Yesterday, I met a doctor named Langlois, which he pronounced ‘Lang-wah’. That would be an English pronunciation of the French word for an Englishman. I wonder what he calls himself in French.

Theocracy

Friday, December 19th, 2008

Theocracy is the wrong word. We call Australia a democracy because we think the people rule, we used to call Iraq a cleptocracy because we thought a thief ruled, and sometimes we take a sardonic poke at Canada and call it a bureaucracy when it seems like the desks rule. But who ever thought God ruled Taliban-era Afghanistan? Not Christians. Not atheists. And here’s the kicker: not the Taliban. Theocracy means God is the head of state, and gives day to day instruction on everything from criminal justice to strategy in war.* Unless I’m mistaken, not even the Taliban claimed to be acting out God’s contemporaneous commands. So why use a word that no one thinks is accurate? I don’t want to see Richard Dawkins behind every tree, but I think I catch a whiff of the same sarcasm perfuming phrases like “God fighting on both sides.” ‘Well, yes, they treat their women like cattle, and yes, the penalty for apostasy is death, but what do you expect? They let God run things.’ If we’re to have a fruitful discussion of the relationship between religion and politics, let’s restrict the word to the only nation it truly describes: the people of Isreal in the period from Moses to Saul. And find a new word for the Taliban.

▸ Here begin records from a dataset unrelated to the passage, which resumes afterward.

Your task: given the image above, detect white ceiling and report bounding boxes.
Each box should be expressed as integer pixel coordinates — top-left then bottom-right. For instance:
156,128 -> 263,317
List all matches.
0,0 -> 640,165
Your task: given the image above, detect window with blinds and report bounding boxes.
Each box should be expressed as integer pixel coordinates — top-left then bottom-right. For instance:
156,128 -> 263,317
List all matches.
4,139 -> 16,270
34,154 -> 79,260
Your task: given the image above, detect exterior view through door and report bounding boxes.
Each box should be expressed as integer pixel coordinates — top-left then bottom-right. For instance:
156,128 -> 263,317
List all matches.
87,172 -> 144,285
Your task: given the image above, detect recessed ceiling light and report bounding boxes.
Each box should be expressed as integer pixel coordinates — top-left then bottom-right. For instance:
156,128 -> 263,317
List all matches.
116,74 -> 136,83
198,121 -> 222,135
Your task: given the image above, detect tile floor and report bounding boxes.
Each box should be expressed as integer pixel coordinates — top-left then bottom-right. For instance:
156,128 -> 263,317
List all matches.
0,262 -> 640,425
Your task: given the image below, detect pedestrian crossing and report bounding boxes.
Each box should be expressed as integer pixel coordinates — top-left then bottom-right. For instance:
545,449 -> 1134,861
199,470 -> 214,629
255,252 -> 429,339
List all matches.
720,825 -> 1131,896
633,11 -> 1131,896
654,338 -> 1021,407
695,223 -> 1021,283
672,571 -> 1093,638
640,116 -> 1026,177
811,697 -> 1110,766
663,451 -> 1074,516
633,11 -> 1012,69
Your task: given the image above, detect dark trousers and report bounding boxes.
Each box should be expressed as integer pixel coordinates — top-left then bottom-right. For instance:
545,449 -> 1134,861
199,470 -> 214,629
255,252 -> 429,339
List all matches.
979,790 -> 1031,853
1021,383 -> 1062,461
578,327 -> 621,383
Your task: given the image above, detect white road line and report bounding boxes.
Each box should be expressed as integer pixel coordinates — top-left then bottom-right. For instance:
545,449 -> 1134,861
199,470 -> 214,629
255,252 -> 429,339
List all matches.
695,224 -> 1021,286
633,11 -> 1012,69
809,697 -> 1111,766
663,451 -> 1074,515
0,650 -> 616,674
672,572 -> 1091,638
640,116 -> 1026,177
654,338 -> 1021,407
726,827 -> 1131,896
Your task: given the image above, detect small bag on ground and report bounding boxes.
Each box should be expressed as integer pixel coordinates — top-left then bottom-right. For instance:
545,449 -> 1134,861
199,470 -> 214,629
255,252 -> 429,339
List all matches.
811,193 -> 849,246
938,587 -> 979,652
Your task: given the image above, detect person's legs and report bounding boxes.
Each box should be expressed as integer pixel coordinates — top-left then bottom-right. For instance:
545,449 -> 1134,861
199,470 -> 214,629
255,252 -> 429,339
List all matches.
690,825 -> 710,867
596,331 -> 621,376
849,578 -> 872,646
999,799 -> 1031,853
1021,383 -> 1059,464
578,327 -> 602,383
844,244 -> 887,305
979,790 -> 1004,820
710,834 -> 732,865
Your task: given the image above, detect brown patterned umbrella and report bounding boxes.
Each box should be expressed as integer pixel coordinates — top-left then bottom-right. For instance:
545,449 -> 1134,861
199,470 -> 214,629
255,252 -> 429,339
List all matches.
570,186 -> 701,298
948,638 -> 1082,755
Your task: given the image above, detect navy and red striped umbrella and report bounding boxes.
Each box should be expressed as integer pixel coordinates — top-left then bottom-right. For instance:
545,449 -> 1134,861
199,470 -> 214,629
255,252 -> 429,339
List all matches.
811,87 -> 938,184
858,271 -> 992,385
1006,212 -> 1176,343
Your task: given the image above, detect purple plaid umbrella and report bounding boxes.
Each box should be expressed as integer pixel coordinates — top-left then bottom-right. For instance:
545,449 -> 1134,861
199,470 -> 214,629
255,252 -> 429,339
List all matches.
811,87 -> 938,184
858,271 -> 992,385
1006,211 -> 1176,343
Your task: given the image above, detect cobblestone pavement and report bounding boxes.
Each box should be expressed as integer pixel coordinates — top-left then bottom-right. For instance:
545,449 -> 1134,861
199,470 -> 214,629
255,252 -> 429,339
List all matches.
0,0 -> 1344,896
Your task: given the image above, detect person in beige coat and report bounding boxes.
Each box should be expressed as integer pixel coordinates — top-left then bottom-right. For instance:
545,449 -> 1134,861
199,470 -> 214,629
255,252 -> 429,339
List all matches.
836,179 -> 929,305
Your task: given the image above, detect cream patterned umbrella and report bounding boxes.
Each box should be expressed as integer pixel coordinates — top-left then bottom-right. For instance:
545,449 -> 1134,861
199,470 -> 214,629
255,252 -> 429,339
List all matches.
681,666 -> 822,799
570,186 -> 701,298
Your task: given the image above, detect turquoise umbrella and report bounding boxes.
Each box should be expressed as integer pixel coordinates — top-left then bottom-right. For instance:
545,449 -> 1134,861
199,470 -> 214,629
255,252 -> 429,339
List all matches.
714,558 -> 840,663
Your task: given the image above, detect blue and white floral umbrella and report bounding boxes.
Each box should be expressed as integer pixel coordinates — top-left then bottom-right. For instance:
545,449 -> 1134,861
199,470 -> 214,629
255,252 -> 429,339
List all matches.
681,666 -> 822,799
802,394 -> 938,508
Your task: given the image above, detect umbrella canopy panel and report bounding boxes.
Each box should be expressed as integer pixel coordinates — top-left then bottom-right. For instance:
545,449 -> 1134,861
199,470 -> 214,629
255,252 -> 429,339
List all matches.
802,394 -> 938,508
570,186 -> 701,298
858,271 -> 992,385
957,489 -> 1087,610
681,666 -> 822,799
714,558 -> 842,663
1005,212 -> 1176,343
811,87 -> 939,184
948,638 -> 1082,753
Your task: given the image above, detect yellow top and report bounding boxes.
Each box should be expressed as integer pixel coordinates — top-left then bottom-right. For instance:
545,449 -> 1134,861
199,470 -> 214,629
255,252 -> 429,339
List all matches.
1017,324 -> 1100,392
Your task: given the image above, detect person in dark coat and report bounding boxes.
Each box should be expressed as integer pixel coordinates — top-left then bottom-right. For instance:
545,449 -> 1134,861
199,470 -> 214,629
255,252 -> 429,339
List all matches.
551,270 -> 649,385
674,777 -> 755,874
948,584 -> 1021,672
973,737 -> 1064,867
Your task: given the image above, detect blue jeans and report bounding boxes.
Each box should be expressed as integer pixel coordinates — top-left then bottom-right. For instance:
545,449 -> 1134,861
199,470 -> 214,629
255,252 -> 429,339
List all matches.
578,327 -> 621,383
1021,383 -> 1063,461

*Countries ruled by God’s deputies based on earlier divine commandments don’t count. That’s why we don’t call Vatican City a theocracy.

Not Even the Dictionary is Safe

Monday, December 8th, 2008

Any blog with philological pretensions has to put in an indignant note on this story. It appears that the Oxford University Press, of all presses, no longer includes words related to Christianity, Empire or the countryside in its Junior Dictionary. Of course there’s only limited room in a children’s dictionary, and something had to go to make room for ‘blog’ and ‘EU’. The modern British tyke no longer has time to pursue the ‘ferret’, the ‘goblin’, the ‘boar’ or the ‘cheetah’ through the ‘brambles’ and ‘buttercups’ beneath the ‘chestnut’, but at least now he knows that the former are ‘endangered’, and the latter may dry up any day now in a ‘drought’. Chesterton would have a FIT.

Opinion

Friday, September 26th, 2008

I realized a few months ago, during a rather unproductive debate about homosexuality, what the average university student means by “strong opinion”. It’s an opinion that you actually think is true, at the expense of other opinions contradicting it. Regular-strength opinions are those to which you have some attachment, but for which you don’t have or want a rational account. Since they make no claims about real truth and falsehood, they’re impervious to any arguments supporting the truth of an opposing strong opinion. Ironically, that means you can cling to a regular opinion much more strongly than to a strong one. The marketing is flawless: “Opinion 2.0. Start generating low maintenance, energy efficient personal views TODAY! Just as easy to act on as the original, but requiring only 10% the time and effort! Opinion 2.0 – Outsource your intellect.”